We analyzed this further, later in our trial, with sensitivity analyses. For our cost-effectiveness threshold, we set this at $195,000, based on three times the annual GDP per capita in the United States. Like I said, we conducted sensitivity analyses for overall survival, for drug discount costs, and then just to assess our model specifically.

What we found was that the base case incremental cost-effectiveness ratio for 3 years of osimertinib compared to placebo in these early stage, resected, EGFR-mutant, non-small cell lung cancer patients was $317,119.90, compared to placebo.

This did not meet our cost-effectiveness threshold. The costs in the osimertinib arm were significantly higher through the first 3 years of treatment, but then after year 3, costs due to progressive disease were higher in the placebo arm, and they maintained near-equal costs through year 7 into year 10.

However, although the base case did not reach our cost-effectiveness threshold, sensitivity analysis of the incremental benefit in overall survival demonstrated that, if osimertinib does provide an overall survival benefit approximately 25 to 30%, which would correspond to a hazard ratio of 0.75 to 0.7, then this treatment would reach our cost-effectiveness threshold of $195,000.

Additionally, we studied sensitivity analysis of certain increments of the drug discount costs and showed that these discounts can have a significant effect on cost-effectiveness of this regimen, with a 50% drug discount cost reaching cost-effectiveness without any overall survival benefit needed.

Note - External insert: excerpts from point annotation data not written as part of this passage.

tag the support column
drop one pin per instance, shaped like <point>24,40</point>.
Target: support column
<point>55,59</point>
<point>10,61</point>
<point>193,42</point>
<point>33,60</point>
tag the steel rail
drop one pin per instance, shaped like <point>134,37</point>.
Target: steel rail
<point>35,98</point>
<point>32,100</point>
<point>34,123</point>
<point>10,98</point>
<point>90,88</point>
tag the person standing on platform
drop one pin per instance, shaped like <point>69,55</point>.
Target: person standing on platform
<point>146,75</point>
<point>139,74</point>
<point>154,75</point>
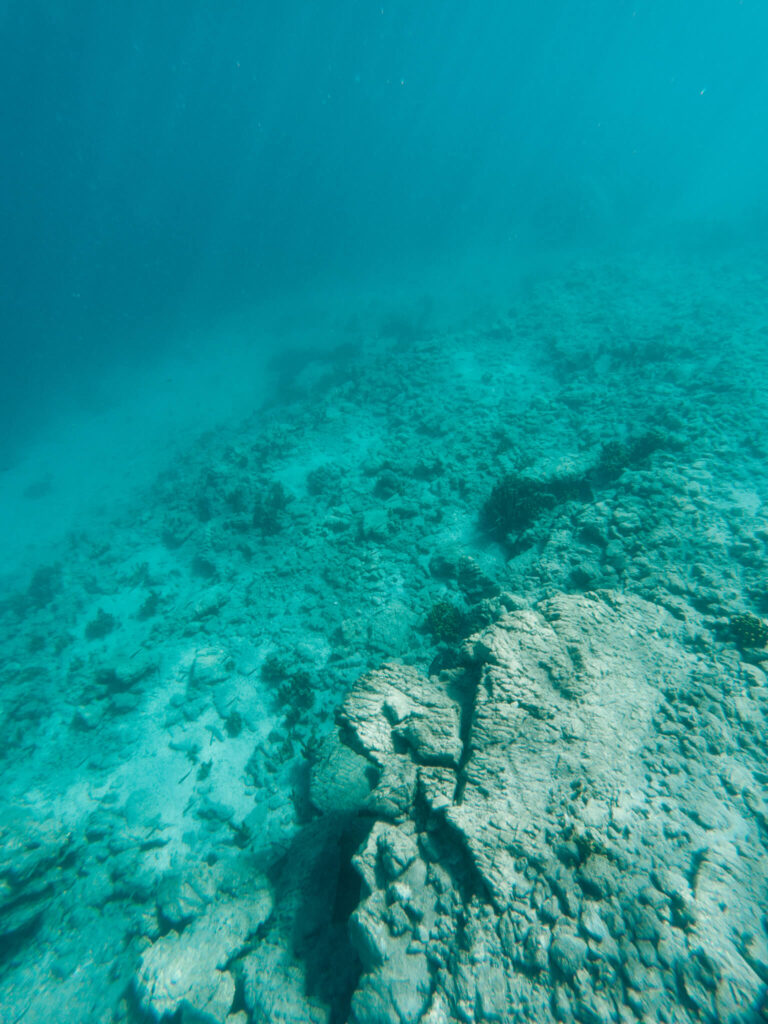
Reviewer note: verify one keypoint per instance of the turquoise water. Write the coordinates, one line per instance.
(383, 602)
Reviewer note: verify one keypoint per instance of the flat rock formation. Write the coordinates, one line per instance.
(568, 826)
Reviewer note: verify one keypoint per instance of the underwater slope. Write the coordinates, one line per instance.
(579, 485)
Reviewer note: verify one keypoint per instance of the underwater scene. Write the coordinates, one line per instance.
(384, 512)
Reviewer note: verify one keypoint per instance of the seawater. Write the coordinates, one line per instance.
(371, 336)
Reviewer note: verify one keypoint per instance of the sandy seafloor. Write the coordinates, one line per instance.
(172, 667)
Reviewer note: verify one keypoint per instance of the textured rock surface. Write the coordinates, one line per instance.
(187, 972)
(582, 862)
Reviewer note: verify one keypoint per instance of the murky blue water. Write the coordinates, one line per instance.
(290, 296)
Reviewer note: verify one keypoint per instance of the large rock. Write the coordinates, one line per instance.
(187, 973)
(596, 851)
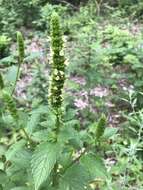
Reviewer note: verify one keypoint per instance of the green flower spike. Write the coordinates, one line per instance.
(57, 64)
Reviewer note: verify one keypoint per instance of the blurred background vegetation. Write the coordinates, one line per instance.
(104, 49)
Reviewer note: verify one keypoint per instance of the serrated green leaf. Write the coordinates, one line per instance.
(109, 132)
(43, 161)
(75, 178)
(14, 149)
(95, 166)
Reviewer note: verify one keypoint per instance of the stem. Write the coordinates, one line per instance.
(17, 76)
(27, 137)
(55, 176)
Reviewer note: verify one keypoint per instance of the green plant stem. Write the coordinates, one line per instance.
(55, 173)
(27, 137)
(55, 176)
(17, 76)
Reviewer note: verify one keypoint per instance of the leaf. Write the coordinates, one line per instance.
(109, 132)
(95, 166)
(43, 161)
(75, 178)
(14, 149)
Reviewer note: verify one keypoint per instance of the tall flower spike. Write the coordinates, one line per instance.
(20, 44)
(57, 64)
(21, 54)
(1, 82)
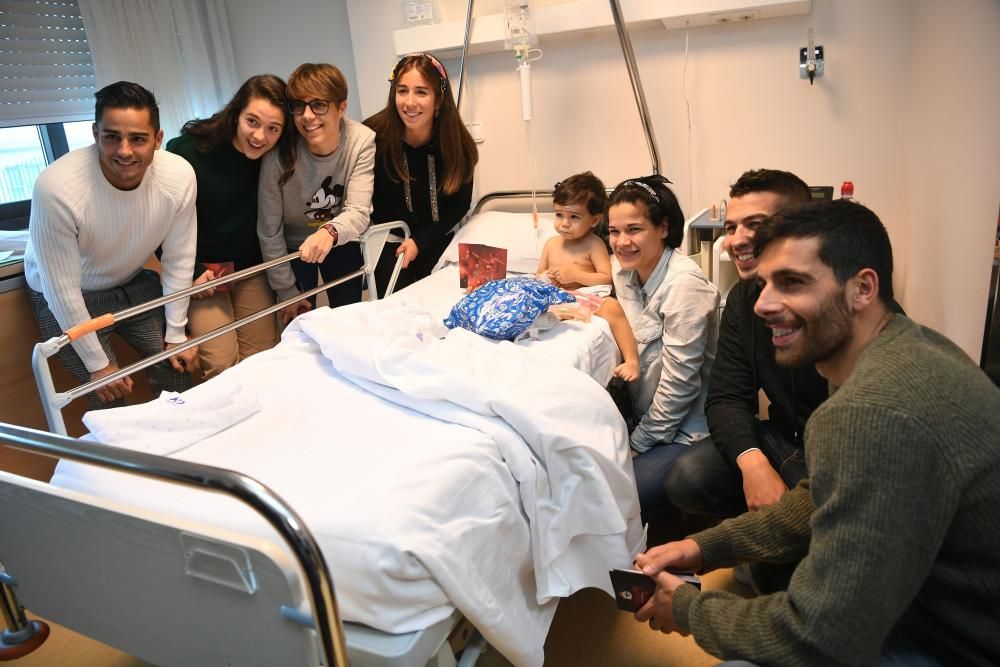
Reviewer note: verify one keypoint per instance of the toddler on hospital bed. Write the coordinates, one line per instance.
(577, 260)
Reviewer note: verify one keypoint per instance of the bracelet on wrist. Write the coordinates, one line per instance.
(333, 231)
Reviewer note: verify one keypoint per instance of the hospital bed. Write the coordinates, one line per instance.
(439, 478)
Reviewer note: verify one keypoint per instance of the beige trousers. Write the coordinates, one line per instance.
(244, 297)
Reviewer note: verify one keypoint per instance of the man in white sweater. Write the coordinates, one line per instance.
(97, 214)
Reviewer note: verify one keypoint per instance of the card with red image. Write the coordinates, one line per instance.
(220, 269)
(478, 264)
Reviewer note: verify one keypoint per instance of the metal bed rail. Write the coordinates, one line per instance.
(372, 243)
(258, 496)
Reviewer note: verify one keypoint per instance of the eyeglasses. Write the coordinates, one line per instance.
(298, 107)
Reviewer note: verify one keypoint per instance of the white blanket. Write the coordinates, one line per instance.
(558, 431)
(416, 515)
(172, 422)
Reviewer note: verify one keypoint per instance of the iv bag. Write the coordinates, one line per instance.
(519, 25)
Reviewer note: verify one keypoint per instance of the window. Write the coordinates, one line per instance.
(48, 91)
(22, 158)
(79, 134)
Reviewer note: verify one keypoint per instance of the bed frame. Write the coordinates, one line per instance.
(237, 581)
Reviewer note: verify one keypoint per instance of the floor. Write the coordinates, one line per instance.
(588, 631)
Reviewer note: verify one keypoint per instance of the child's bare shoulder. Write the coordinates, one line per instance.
(552, 243)
(596, 244)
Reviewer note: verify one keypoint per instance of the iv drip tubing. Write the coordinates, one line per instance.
(687, 105)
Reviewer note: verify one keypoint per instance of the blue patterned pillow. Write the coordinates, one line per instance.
(504, 309)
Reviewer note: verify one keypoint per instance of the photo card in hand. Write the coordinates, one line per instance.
(478, 264)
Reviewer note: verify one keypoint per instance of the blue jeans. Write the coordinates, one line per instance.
(651, 469)
(340, 261)
(704, 482)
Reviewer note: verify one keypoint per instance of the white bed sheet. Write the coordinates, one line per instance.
(406, 508)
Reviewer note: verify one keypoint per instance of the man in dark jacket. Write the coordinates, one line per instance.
(749, 462)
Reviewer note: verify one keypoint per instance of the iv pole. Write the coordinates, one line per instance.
(633, 75)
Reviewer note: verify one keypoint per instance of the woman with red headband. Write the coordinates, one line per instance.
(424, 162)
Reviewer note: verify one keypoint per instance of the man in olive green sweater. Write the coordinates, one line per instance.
(898, 526)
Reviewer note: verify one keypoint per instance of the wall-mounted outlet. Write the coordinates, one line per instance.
(735, 17)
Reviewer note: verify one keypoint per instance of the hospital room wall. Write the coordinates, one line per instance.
(276, 37)
(885, 93)
(950, 168)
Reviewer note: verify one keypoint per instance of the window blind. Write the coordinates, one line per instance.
(46, 73)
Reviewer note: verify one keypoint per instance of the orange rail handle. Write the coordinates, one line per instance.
(90, 326)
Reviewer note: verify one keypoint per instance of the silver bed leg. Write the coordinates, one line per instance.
(21, 636)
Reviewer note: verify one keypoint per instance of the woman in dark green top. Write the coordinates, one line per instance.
(225, 151)
(424, 162)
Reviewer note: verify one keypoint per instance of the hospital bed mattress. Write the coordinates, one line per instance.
(416, 516)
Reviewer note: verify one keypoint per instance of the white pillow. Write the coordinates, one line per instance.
(513, 231)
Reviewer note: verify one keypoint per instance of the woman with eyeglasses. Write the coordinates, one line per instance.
(320, 203)
(225, 152)
(423, 166)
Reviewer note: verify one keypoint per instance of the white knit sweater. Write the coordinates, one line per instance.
(85, 235)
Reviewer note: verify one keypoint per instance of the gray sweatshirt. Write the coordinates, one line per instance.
(334, 188)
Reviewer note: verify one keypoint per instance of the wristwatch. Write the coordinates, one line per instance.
(333, 231)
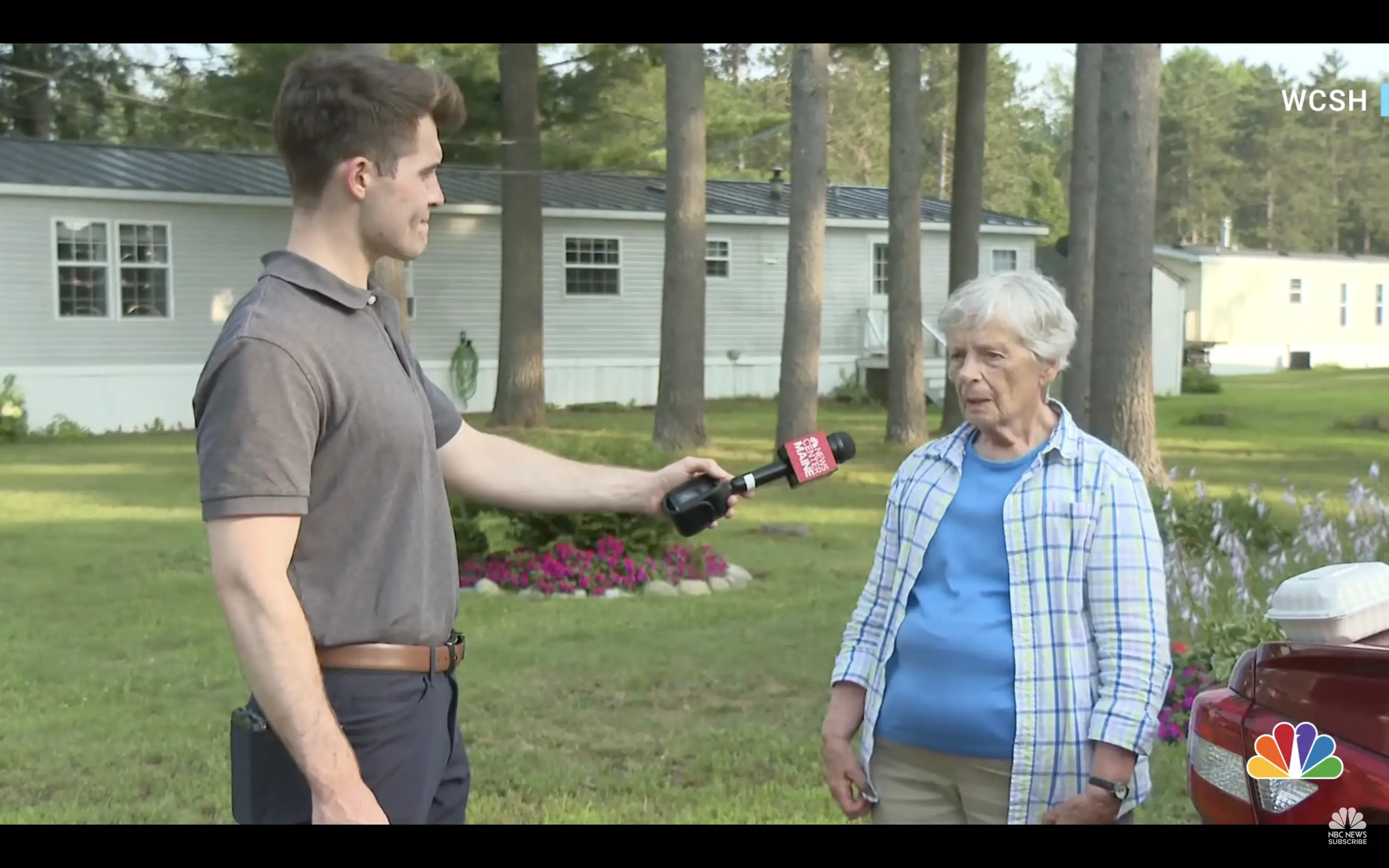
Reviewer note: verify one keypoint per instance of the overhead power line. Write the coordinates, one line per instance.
(160, 106)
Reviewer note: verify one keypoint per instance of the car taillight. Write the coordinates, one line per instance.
(1216, 777)
(1363, 784)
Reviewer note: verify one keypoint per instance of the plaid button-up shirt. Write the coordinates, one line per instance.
(1089, 608)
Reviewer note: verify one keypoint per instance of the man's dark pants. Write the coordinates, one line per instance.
(403, 728)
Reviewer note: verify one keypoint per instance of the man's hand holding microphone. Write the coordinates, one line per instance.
(708, 493)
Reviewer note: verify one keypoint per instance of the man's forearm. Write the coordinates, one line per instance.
(278, 659)
(513, 475)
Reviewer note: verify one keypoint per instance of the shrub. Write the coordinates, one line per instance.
(1199, 382)
(467, 528)
(14, 416)
(1224, 563)
(564, 569)
(1194, 523)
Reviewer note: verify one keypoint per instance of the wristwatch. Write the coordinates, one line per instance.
(1118, 791)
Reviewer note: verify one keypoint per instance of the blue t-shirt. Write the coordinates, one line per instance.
(949, 682)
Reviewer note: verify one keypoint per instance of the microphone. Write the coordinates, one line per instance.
(703, 501)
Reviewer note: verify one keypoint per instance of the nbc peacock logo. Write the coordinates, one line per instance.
(1295, 753)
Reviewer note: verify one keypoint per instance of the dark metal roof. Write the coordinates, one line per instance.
(102, 166)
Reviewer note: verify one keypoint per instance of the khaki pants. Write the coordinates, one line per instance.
(924, 788)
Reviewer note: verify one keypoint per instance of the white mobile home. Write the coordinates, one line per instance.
(122, 263)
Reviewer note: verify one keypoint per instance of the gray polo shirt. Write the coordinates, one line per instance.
(313, 405)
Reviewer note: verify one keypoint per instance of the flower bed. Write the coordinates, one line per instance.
(608, 570)
(1188, 679)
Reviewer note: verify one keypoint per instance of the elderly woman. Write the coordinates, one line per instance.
(1009, 653)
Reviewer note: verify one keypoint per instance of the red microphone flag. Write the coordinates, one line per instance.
(810, 457)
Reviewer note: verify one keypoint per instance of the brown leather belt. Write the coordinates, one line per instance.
(395, 657)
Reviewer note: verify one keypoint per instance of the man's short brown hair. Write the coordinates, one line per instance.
(335, 106)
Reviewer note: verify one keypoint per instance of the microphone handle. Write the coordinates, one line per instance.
(763, 475)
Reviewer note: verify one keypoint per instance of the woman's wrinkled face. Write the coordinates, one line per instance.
(995, 376)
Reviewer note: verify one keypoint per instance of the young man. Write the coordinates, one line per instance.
(324, 456)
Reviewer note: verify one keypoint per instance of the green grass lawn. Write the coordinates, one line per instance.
(119, 676)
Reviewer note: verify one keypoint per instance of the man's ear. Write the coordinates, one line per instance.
(357, 174)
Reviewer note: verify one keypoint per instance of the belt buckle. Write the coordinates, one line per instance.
(456, 648)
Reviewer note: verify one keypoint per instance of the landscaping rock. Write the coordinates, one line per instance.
(695, 588)
(738, 575)
(785, 529)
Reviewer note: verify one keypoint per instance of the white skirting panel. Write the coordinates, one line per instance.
(1246, 359)
(133, 398)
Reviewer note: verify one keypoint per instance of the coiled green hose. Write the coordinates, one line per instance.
(463, 370)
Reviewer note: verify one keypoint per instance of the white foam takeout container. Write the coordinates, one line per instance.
(1334, 605)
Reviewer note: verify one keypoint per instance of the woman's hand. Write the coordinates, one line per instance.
(842, 769)
(1094, 807)
(846, 778)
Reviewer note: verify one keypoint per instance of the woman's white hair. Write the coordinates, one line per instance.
(1024, 300)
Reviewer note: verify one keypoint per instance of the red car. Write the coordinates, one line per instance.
(1338, 691)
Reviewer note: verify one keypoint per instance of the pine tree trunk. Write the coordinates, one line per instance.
(1123, 411)
(520, 400)
(680, 400)
(34, 98)
(967, 187)
(799, 398)
(1076, 388)
(388, 272)
(906, 349)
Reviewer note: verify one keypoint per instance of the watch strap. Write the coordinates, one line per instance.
(1110, 787)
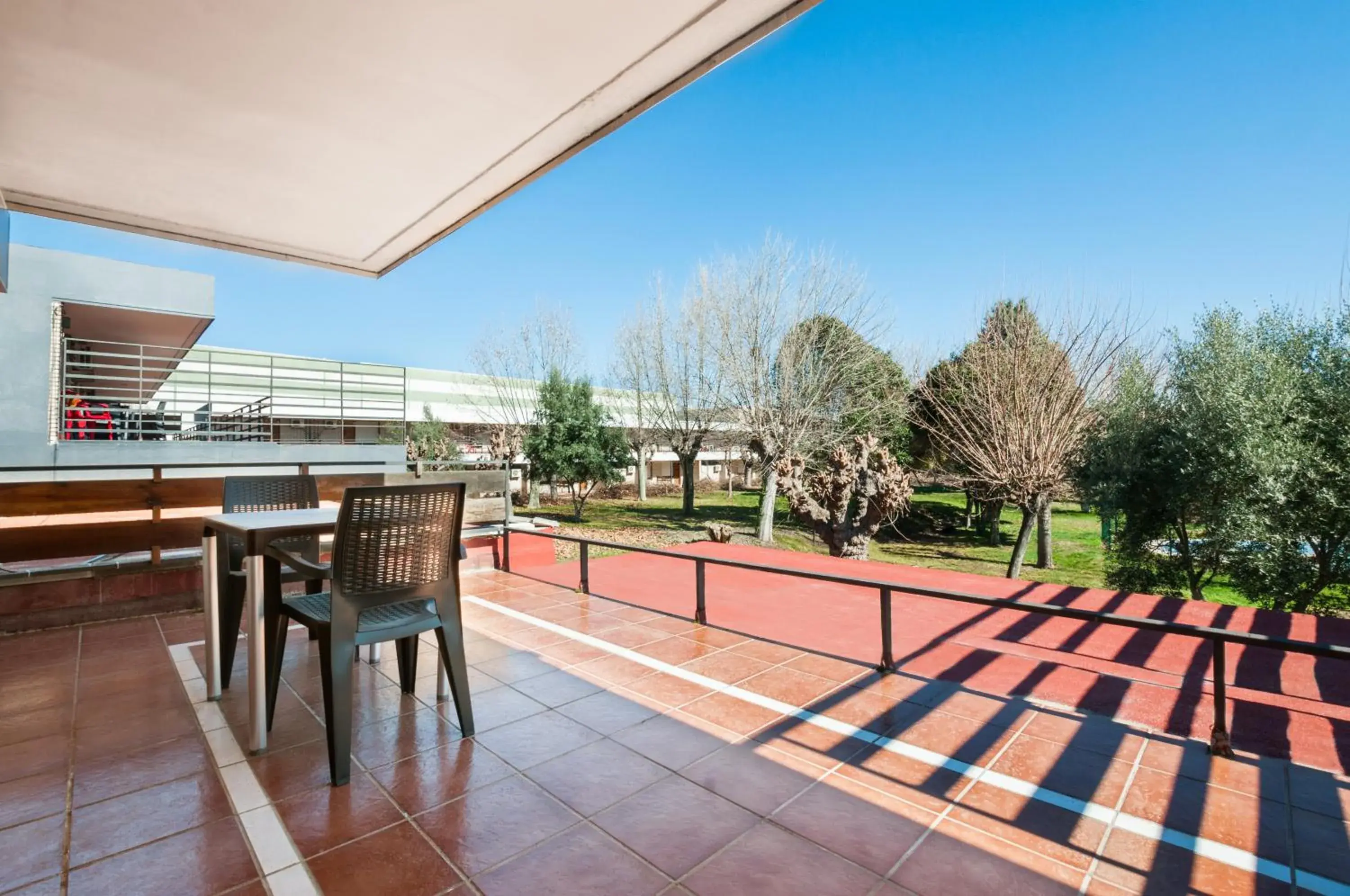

Ultimately, these data show that the costs of this treatment is very expensive, but has the potential to be cost-effective if the overall survival data produce a benefit, with a hazard ratio of approximately 0.75 to 0.7, or if there are financial incentives in place, like drug cost-sharing or discounts.

Our study is obviously limited, because we don't have overall survival data from the EDORA Trial that's mature, and we had to make assumptions, due to the modeling of our cost-effectiveness analysis. We're hopeful that these will further the conversation and give clinicians a little bit more information to have discussions with their patients. Thank you.